Politics has taken over not just our conversational life, but also our family life, work life, vacation life; our thought-life. And most upsettingly, it has made its way into our sex life. Our bedrooms should be the entrance to transcendence, connection, and ultimate Oneness with our partner. We should always invite in discovery, curiosity and fantasy. But politics has no business between the sheets or between our legs.
Esther Perel illuminates how politics appears as the antipodes to sex. From Mating in Captivity, she writes:
“The poetics of sex…are often politically incorrect, thriving on power plays, role reversals, unfair advantages, imperious demands, seductive manipulations, and subtle cruelties. American men and women, shaped by the feminist movement and its egalitarian ideals, often find themselves challenged by these contradictions. We fear that playing with power imbalances in the sexual arena, even in a consensual relationship between mature adults, risks overthrowing respect that is essential to human relationships.
We struggle, collectively and culturally, with the ideals, practices and prescriptions of sex, sexuality, the erotic, and even love for a wide variety of reasons. Of these reasons, one sticks out as obvious, although thinkers would hardly concede to the notion: It’s complex and confusing, and honestly, we just don’t understand it all. But we dare not rob logic of its libido.

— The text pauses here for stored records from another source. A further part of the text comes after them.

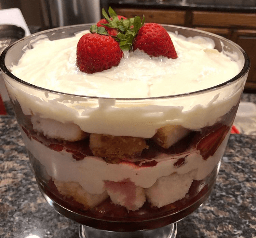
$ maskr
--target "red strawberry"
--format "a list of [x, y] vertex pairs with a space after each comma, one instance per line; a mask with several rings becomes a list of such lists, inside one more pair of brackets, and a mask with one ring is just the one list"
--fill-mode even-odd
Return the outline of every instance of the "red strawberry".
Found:
[[77, 47], [77, 65], [93, 73], [118, 65], [123, 55], [119, 44], [109, 35], [88, 33], [79, 40]]
[[197, 149], [200, 151], [205, 160], [213, 155], [225, 139], [230, 127], [223, 125], [202, 138], [197, 145]]
[[166, 30], [157, 23], [147, 23], [139, 29], [133, 42], [133, 50], [143, 50], [150, 56], [173, 59], [178, 56]]
[[[122, 16], [120, 16], [119, 15], [117, 15], [117, 17], [119, 20], [121, 20], [121, 18], [123, 18], [124, 20], [127, 19], [127, 18]], [[111, 17], [110, 18], [111, 20], [112, 20], [113, 18]], [[107, 31], [108, 33], [110, 36], [116, 36], [118, 33], [118, 31], [117, 28], [111, 28], [110, 27], [108, 27], [106, 26], [104, 26], [102, 25], [103, 24], [108, 24], [109, 22], [105, 19], [102, 19], [99, 21], [97, 23], [97, 26], [98, 27], [100, 26], [103, 27], [105, 28], [106, 30]]]

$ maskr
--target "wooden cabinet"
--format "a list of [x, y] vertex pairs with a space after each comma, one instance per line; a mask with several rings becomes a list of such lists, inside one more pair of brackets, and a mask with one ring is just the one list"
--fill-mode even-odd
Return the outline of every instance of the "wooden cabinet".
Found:
[[128, 18], [136, 16], [142, 17], [144, 15], [147, 22], [182, 25], [185, 24], [185, 11], [157, 9], [145, 11], [145, 9], [127, 8], [115, 8], [114, 10], [118, 15]]
[[231, 39], [248, 55], [251, 66], [246, 88], [256, 91], [256, 30], [236, 30]]
[[221, 36], [240, 45], [251, 67], [246, 90], [256, 92], [256, 13], [113, 8], [126, 17], [145, 15], [147, 22], [193, 27]]

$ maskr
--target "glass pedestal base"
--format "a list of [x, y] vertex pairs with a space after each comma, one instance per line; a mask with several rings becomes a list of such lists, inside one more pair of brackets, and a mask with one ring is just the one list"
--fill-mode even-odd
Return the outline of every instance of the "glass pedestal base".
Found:
[[175, 238], [177, 232], [176, 223], [153, 230], [131, 232], [120, 232], [99, 230], [79, 225], [80, 238]]

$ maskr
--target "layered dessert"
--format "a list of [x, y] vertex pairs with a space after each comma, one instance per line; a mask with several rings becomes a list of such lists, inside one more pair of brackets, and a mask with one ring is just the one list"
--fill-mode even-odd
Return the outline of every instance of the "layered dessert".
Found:
[[10, 68], [29, 84], [6, 84], [39, 186], [93, 219], [184, 210], [214, 184], [243, 90], [215, 87], [243, 62], [210, 38], [170, 31], [176, 57], [123, 50], [117, 66], [87, 73], [77, 46], [93, 34], [40, 35]]

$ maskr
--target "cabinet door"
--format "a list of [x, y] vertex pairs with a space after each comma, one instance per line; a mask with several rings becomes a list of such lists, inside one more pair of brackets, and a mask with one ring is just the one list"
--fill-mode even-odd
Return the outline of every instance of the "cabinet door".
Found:
[[144, 15], [146, 22], [177, 25], [184, 25], [185, 23], [185, 11], [119, 8], [113, 9], [118, 15], [127, 18]]
[[242, 47], [248, 55], [251, 68], [245, 85], [246, 89], [256, 90], [256, 30], [237, 30], [232, 40]]
[[192, 14], [192, 24], [198, 26], [256, 27], [255, 13], [194, 11]]
[[228, 39], [231, 38], [231, 31], [229, 29], [221, 28], [212, 28], [212, 27], [196, 27], [196, 29], [203, 31], [216, 34]]

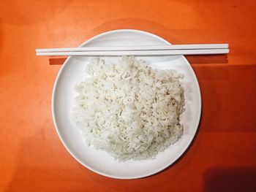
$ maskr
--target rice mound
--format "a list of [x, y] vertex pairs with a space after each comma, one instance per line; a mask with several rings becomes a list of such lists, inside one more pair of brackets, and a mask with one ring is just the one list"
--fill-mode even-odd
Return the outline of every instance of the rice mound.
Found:
[[86, 142], [120, 161], [153, 158], [183, 134], [183, 75], [134, 57], [94, 58], [76, 85], [72, 119]]

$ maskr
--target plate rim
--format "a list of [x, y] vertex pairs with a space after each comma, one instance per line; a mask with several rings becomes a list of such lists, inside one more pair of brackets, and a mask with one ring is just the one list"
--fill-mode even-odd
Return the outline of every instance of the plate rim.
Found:
[[[101, 36], [104, 36], [106, 34], [112, 34], [112, 33], [116, 33], [116, 32], [137, 32], [137, 33], [140, 33], [140, 34], [147, 34], [147, 35], [150, 35], [151, 37], [154, 37], [158, 39], [160, 39], [163, 42], [165, 42], [167, 44], [171, 45], [168, 41], [165, 40], [165, 39], [163, 39], [162, 37], [156, 35], [152, 33], [149, 33], [145, 31], [141, 31], [141, 30], [137, 30], [137, 29], [116, 29], [116, 30], [111, 30], [111, 31], [108, 31], [101, 34], [99, 34], [97, 35], [95, 35], [92, 37], [91, 37], [90, 39], [86, 40], [85, 42], [83, 42], [82, 44], [80, 44], [78, 47], [83, 47], [84, 45], [86, 45], [86, 44], [91, 42], [91, 41], [94, 40], [95, 39], [100, 37]], [[139, 178], [143, 178], [143, 177], [148, 177], [151, 175], [154, 175], [164, 169], [165, 169], [166, 168], [169, 167], [170, 166], [171, 166], [172, 164], [175, 164], [181, 156], [182, 155], [186, 153], [186, 151], [189, 149], [189, 147], [190, 146], [190, 145], [192, 143], [192, 141], [194, 140], [194, 139], [195, 138], [195, 135], [198, 131], [198, 127], [199, 127], [199, 123], [200, 123], [200, 118], [201, 118], [201, 115], [202, 115], [202, 98], [201, 98], [201, 91], [200, 91], [200, 85], [199, 85], [199, 82], [198, 82], [198, 80], [197, 78], [197, 76], [195, 73], [194, 69], [192, 69], [192, 67], [191, 66], [191, 64], [189, 63], [189, 61], [187, 60], [187, 58], [183, 55], [181, 58], [182, 59], [186, 62], [187, 65], [188, 66], [189, 70], [192, 72], [192, 74], [193, 76], [193, 78], [195, 80], [195, 82], [196, 82], [196, 88], [197, 88], [197, 92], [198, 93], [198, 115], [196, 120], [196, 129], [195, 130], [195, 131], [192, 133], [192, 137], [191, 137], [191, 139], [189, 139], [189, 141], [187, 142], [186, 147], [184, 147], [184, 149], [183, 150], [181, 150], [181, 153], [179, 153], [176, 158], [174, 158], [173, 161], [170, 161], [170, 164], [165, 164], [162, 167], [158, 169], [157, 170], [155, 170], [154, 172], [151, 172], [150, 173], [148, 174], [141, 174], [139, 176], [136, 176], [136, 177], [117, 177], [117, 176], [113, 176], [109, 174], [106, 174], [104, 172], [102, 172], [100, 171], [98, 171], [92, 167], [91, 167], [89, 165], [87, 165], [86, 164], [84, 164], [81, 160], [80, 160], [80, 158], [78, 157], [77, 157], [72, 152], [72, 150], [69, 149], [69, 147], [68, 147], [68, 145], [66, 144], [64, 139], [62, 138], [61, 133], [58, 128], [58, 126], [57, 126], [57, 123], [56, 123], [56, 115], [55, 115], [55, 95], [56, 95], [56, 87], [58, 85], [58, 82], [59, 81], [59, 77], [62, 72], [62, 71], [64, 70], [64, 69], [65, 68], [65, 66], [68, 64], [69, 61], [70, 60], [70, 58], [72, 58], [72, 56], [69, 56], [66, 61], [64, 61], [64, 63], [63, 64], [63, 65], [61, 66], [61, 69], [59, 70], [58, 72], [58, 74], [56, 77], [55, 82], [54, 82], [54, 85], [53, 85], [53, 93], [52, 93], [52, 96], [51, 96], [51, 113], [52, 113], [52, 117], [53, 117], [53, 124], [54, 124], [54, 127], [55, 129], [57, 132], [57, 134], [59, 136], [59, 138], [60, 139], [60, 140], [61, 141], [62, 145], [64, 146], [64, 147], [66, 148], [66, 150], [69, 153], [69, 154], [78, 161], [79, 162], [81, 165], [83, 165], [83, 166], [85, 166], [86, 168], [89, 169], [89, 170], [97, 173], [100, 175], [105, 176], [105, 177], [111, 177], [111, 178], [115, 178], [115, 179], [121, 179], [121, 180], [131, 180], [131, 179], [139, 179]]]

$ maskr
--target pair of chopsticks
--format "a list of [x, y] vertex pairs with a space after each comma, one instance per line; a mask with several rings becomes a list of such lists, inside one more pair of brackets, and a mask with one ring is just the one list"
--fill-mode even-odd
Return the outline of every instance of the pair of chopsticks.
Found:
[[113, 46], [37, 49], [37, 55], [118, 56], [226, 54], [228, 44], [191, 44], [166, 45]]

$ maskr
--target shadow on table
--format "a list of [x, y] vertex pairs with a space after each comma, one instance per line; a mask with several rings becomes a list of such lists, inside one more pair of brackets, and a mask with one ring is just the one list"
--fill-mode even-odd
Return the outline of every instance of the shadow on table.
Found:
[[204, 175], [206, 192], [256, 191], [256, 167], [217, 167]]

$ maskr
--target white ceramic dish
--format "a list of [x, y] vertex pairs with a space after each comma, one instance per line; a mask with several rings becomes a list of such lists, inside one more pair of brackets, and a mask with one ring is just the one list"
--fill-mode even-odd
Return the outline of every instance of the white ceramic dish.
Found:
[[[170, 44], [159, 37], [142, 31], [123, 29], [105, 32], [82, 44], [81, 47], [146, 45]], [[140, 57], [152, 67], [174, 69], [185, 75], [182, 80], [185, 112], [181, 115], [184, 135], [174, 145], [159, 153], [154, 160], [119, 162], [104, 151], [88, 147], [79, 128], [70, 119], [75, 84], [83, 79], [88, 57], [69, 57], [56, 77], [52, 98], [52, 112], [58, 134], [70, 154], [82, 165], [106, 177], [135, 179], [154, 174], [173, 164], [187, 150], [197, 129], [201, 113], [201, 96], [197, 77], [183, 55]], [[108, 59], [116, 59], [115, 57]]]

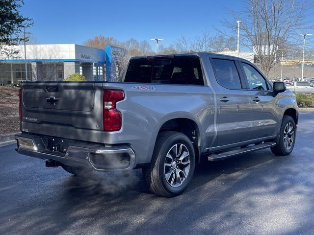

It would be an intellectual failure if the historicity of logic and the Logos were to provide any implications of doubt when it comes to such complexities as love, eros, and sex. Yet, misunderstanding still circulates. Even though we are more than willing to look back and say that we can learn from our incorrect understanding, and proceeding applications of, that which we now know to be wrong: slavery, sexism, anti-Semitism, mercantilism, colonialism, etc. We can admit (even if it’s long overdue) that we, as a collective, voting citizenry, were wrong about shackling Africans and forcing them into chattel slavery. That it was wrong to force women to stay home. We are rather selective about what we are willing to admit we were wrong about.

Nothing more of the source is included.